Die Genvariante ApoE4 gilt schon lange als wichtigster genetischer Risikofaktor für eine im Alter auftretende Alzheimer-Demenz: Wer sie besitzt, hat im Vergleich zu den Nicht-Träger*innen ein zwölfmal so hohes Risiko, an Alzheimer zu erkranken. Die nah verwandte Genvariante ApoE3, die beim Menschen am häufigsten vorkommt, erhöht die Anfälligkeit für das Leiden hingegen anscheinend nicht. Der Grund für diesen Unterschied war bislang unklar.
Eine Studie in der Fachzeitschrift „Nature Metabolism“ ist der Ursache jetzt auf der Spur: Wenn Glukose knapp ist, können Neuronen, die dem ApoE3-Protein ausgesetzt sind, langkettige Fettsäuren als alternative Energiequelle nutzen. Dieser lebenswichtige Stoffwechselweg ist im ApoE4-Gehirn blockiert.

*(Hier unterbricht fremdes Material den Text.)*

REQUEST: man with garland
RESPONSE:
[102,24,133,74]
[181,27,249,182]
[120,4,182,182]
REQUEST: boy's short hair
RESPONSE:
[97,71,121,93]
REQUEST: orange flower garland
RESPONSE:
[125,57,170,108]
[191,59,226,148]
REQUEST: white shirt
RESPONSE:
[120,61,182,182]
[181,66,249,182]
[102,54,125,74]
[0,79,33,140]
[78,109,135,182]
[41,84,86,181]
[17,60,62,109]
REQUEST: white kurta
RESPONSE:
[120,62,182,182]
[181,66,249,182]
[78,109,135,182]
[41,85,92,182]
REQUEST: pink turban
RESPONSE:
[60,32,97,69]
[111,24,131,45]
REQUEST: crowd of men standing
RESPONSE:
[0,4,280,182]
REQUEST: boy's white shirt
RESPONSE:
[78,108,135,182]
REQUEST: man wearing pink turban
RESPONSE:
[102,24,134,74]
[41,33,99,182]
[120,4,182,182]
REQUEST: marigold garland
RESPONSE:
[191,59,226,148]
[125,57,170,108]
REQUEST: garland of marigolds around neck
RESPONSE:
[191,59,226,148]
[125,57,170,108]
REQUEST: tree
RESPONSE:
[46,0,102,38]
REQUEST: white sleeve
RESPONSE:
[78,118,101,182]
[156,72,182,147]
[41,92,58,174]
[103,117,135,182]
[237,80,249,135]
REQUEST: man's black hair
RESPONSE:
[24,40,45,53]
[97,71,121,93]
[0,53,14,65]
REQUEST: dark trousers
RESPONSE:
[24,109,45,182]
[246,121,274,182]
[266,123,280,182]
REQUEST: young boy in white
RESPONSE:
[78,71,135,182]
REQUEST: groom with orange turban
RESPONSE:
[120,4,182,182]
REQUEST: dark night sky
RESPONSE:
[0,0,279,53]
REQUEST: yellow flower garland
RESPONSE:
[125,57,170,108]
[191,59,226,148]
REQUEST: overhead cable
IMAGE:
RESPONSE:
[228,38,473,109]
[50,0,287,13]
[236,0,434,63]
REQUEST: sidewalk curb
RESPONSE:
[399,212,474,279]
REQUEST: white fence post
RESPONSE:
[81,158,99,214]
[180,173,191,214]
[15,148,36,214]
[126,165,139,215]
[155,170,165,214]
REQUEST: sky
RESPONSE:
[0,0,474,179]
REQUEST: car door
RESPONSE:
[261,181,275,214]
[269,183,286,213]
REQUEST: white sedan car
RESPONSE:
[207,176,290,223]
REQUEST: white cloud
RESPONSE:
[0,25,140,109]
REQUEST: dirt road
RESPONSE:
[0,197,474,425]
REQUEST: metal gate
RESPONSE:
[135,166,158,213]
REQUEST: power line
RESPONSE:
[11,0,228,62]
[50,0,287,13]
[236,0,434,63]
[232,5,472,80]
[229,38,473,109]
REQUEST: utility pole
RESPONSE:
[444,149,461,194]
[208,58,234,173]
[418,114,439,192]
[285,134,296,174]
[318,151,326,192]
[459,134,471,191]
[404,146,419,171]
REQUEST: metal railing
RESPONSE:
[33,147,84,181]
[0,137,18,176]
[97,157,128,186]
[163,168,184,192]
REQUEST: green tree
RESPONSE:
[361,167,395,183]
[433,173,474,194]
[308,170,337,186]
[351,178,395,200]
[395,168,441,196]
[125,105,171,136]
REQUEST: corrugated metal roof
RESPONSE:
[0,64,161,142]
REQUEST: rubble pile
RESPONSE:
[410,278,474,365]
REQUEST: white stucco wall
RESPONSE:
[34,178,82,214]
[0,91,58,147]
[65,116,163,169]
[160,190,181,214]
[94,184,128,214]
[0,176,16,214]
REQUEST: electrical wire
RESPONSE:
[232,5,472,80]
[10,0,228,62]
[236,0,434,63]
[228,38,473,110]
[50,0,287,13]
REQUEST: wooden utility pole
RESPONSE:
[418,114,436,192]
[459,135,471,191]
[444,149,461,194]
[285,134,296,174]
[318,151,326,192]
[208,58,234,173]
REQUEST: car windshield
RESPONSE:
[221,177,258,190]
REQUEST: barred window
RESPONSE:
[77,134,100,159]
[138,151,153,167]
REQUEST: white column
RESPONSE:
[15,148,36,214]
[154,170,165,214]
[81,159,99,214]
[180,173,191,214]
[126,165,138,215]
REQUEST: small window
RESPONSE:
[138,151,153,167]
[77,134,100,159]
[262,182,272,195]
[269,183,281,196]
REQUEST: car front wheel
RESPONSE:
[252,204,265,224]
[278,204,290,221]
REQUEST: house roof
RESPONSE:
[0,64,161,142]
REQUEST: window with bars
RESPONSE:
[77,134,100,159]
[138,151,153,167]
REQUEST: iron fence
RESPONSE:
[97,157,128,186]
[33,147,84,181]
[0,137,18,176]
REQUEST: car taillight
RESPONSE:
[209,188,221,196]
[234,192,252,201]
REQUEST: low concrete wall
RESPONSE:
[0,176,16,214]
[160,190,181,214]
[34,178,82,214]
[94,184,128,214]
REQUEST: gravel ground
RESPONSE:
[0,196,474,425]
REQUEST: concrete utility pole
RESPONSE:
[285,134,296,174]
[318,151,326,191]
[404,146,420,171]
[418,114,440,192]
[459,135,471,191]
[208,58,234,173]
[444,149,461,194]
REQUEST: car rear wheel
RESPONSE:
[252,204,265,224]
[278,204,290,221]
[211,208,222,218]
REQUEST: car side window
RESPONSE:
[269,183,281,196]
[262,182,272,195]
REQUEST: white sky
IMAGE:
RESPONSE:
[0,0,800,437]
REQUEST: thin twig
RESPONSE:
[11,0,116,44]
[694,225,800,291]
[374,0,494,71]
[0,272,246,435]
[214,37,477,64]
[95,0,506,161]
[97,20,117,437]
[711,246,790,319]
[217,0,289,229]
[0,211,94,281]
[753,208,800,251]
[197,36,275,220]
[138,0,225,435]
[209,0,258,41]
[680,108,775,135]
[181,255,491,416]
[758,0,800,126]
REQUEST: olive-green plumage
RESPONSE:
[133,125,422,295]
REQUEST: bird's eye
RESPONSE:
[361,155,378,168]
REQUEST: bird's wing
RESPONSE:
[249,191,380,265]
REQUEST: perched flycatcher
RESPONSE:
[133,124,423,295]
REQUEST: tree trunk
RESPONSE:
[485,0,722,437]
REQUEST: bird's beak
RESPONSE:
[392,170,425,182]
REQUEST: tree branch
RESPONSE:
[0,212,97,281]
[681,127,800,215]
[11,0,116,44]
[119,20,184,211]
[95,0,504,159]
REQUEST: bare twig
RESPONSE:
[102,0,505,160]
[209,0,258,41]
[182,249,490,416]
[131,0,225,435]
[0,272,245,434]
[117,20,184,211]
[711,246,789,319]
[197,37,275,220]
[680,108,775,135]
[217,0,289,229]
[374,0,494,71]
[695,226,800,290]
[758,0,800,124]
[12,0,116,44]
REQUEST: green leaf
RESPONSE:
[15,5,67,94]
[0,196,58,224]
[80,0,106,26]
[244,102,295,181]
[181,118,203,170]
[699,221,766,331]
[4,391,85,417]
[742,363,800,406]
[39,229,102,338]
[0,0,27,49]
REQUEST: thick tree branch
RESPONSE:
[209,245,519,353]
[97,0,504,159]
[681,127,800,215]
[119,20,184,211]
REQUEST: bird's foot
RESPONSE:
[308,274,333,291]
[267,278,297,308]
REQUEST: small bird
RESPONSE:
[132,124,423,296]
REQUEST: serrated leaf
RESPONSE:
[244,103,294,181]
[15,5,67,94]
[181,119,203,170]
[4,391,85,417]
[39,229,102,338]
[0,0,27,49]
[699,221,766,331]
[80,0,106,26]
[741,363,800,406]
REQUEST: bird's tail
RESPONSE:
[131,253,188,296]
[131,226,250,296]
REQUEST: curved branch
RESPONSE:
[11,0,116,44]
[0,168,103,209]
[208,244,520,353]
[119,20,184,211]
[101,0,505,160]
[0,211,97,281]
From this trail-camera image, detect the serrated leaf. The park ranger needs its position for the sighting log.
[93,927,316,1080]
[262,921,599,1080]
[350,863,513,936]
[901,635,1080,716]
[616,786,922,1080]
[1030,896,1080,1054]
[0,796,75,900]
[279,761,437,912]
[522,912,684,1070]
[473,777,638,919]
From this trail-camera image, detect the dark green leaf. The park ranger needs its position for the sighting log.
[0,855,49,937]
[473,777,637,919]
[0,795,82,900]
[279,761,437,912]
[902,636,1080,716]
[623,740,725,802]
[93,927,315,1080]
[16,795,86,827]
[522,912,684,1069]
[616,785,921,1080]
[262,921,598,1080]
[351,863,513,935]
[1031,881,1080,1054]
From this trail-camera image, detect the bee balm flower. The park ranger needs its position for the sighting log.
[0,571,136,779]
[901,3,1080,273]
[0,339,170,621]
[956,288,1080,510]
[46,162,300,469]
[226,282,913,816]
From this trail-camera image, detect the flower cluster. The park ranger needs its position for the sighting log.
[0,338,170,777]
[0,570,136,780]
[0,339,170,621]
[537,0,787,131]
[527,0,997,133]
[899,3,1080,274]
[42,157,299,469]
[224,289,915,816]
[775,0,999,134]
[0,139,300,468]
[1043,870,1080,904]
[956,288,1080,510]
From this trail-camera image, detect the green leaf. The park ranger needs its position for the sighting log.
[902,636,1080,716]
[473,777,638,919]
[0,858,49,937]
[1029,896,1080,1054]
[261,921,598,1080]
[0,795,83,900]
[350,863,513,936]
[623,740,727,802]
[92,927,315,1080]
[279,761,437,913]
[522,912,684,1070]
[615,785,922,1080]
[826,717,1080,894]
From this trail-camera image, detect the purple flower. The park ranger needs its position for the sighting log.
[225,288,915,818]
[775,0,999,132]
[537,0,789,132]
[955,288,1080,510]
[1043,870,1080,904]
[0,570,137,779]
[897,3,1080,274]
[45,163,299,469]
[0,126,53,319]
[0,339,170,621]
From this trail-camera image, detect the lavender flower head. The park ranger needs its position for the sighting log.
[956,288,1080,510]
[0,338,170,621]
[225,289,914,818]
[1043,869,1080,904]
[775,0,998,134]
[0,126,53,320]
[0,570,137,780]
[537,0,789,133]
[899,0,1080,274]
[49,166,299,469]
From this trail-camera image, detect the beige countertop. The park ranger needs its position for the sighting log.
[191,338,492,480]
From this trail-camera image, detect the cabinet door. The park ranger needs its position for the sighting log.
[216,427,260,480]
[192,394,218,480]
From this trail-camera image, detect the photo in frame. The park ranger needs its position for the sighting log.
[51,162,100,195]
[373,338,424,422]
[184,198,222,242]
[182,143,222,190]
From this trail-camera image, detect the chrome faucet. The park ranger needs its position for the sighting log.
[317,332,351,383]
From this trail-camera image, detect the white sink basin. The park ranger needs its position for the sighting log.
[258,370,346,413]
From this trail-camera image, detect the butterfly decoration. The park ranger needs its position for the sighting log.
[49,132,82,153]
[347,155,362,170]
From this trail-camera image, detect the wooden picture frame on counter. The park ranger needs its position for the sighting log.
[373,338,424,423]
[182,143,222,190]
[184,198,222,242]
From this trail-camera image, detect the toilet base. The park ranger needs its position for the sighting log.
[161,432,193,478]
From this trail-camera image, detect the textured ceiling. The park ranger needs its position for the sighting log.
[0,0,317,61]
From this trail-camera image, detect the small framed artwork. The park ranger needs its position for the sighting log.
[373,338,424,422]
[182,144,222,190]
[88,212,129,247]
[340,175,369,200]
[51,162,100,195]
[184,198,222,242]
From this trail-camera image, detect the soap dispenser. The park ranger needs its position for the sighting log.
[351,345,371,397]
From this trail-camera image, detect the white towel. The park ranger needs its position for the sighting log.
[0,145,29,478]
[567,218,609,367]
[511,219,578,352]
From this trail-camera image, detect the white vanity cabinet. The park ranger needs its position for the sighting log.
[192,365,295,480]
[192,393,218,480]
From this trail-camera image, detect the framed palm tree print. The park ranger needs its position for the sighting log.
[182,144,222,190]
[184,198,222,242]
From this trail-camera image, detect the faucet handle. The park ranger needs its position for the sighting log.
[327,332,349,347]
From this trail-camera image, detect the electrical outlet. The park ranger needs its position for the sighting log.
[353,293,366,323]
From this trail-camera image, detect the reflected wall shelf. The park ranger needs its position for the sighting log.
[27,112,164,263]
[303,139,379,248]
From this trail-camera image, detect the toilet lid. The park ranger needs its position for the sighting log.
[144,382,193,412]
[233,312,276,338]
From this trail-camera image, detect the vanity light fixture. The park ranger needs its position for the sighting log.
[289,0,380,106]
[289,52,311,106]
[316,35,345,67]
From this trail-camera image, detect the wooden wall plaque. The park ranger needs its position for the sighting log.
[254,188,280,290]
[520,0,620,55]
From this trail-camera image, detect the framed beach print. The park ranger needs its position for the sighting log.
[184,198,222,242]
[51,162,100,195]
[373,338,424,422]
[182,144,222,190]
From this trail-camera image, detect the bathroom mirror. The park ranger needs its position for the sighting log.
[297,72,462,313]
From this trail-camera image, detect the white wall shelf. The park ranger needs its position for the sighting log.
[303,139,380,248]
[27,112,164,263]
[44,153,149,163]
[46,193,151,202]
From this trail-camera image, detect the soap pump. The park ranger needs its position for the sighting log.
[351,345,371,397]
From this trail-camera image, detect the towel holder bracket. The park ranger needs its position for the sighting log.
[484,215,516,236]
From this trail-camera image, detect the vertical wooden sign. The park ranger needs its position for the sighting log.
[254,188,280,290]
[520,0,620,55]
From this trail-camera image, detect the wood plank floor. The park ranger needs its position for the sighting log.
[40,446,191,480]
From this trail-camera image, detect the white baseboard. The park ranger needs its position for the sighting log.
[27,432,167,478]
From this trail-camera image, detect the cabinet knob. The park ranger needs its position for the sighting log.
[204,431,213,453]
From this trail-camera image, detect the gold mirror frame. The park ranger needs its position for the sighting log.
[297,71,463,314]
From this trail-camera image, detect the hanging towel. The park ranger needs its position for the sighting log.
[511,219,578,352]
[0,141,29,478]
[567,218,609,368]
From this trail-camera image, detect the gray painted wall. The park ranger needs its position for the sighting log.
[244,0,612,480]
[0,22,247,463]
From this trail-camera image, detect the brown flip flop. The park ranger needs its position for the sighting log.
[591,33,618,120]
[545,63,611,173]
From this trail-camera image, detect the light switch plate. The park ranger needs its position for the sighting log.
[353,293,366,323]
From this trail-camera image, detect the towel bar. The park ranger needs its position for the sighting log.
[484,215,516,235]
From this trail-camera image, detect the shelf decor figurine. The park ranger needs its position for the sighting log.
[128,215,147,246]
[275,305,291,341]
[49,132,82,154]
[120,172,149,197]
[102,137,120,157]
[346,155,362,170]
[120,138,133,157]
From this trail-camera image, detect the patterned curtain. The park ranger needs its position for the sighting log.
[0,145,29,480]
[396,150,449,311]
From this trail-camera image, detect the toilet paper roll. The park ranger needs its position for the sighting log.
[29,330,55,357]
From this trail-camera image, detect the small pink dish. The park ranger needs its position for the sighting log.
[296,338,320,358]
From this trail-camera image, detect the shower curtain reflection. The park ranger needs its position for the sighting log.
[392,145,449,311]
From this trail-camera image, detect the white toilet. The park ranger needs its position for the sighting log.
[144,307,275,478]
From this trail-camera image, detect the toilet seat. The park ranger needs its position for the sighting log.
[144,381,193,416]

„Die Fähigkeit, Glukose zu verwerten, nimmt im alternden Gehirn ab, sodass die Nervenzellen gezwungen sind, alternative Energiequellen zu nutzen“, erklärt Letztautor Professor Thomas Willnow, der am Max Delbrück Center die Arbeitsgruppe „Molekulare Herz-Kreislaufforschung“ leitet und am Institut für Biomedizin der Universität Aarhus in Dänemark eine Professur innehat. „ApoE4 hindert die Neuronen anscheinend daran, Fette als alternative Energiequelle zu nutzen, wenn die Versorgung mit Glukose nachlässt.“
Experimente mit Mäusen und menschlichen Neuronen
Das Gehirn verbraucht etwa ein Fünftel der im Körper vorhandenen Glukosezufuhr. Mit zunehmendem Alter nimmt seine Fähigkeit, den Zucker zu verstoffwechseln, jedoch ab. Dieses Nachlassen ist sowohl Teil normaler Alterungsprozesse als auch einer Alzheimer-Demenz – und es nimmt in der Regel schon viele Jahre, bevor die ersten Symptome der Krankheit auftreten, seinen Lauf.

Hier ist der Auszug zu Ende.